Staten Island's coastal area was once home to extensive wetlands and oyster beds, which helped protect it from waves and erosion. Over the last century, though, that habitat was largely erased by pollution and overdevelopment.
"The harbor is still a rich estuary, but if you look at Raritan Bay, it is a shallow, sandy bottom with a giant navigation channel dredged through it," Brashear explained to Gothamist. "We [have] said if we are going to put something in the water, we need to create something that is going to bring back that ecosystem function and really serve the diverse species that are there. There is no excuse for having a hardened shoreline that is sterile."
The Living Breakwaters have a functional lifespan of 50 years, after which they will slowly become less effective. They are designed to fight up to 18 in. of sea level rise, which may occur as soon as the 2050s, according to projections from the New York City Panel on Climate Change.
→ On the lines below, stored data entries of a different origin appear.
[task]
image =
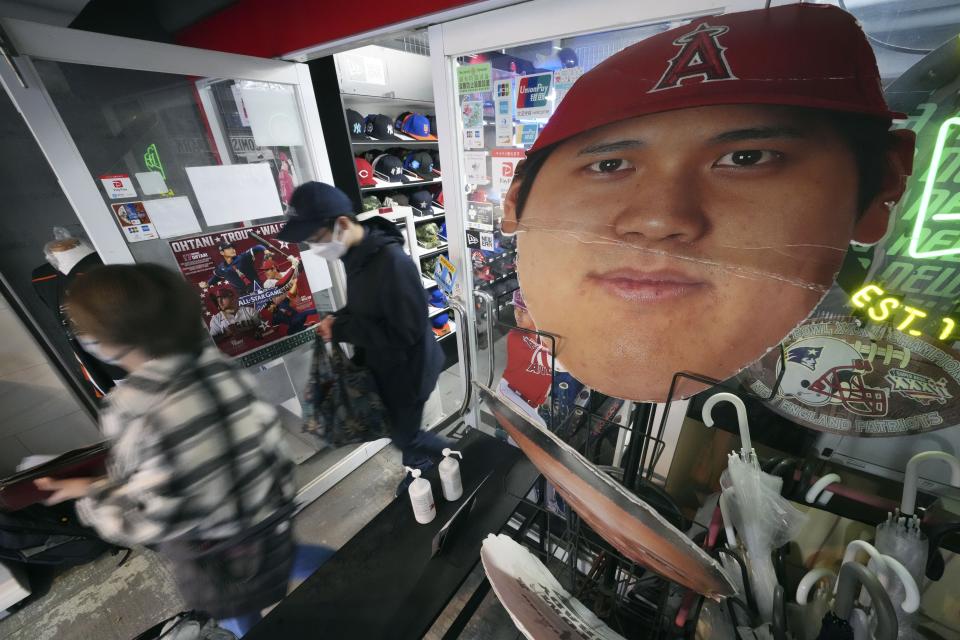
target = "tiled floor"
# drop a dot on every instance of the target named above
(38, 413)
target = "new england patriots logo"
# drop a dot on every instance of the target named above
(807, 356)
(700, 56)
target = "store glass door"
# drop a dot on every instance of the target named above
(188, 158)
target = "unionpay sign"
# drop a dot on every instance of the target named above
(532, 95)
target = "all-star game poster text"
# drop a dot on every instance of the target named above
(253, 287)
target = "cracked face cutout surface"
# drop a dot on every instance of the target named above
(689, 240)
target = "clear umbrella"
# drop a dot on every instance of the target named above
(752, 501)
(900, 536)
(812, 612)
But by 2100, sea levels could rise by up to 9.5 ft., according to the panel, which would completely submerge the breakwaters and the coast of Tottenville.
"They are probably already going to have to elevate homes and adapt over time, and understand that periodic flooding is going to happen," Brashear said in her remarks to Gothamist. "Living with water is going to be a part of that adaptation."
In three nearby Staten Island neighborhoods, the Governor's Office of Storm Recovery has already bought and demolished hundreds of low-lying homes in Oakwood Beach, Graham Beach and Ocean Breeze. These former neighborhoods are now being left permanently undeveloped, as a buffer against future storm surges.
Even with its new breakwaters, Tottenville will eventually need to decide one day whether to undertake its own managed retreat from the waterfront.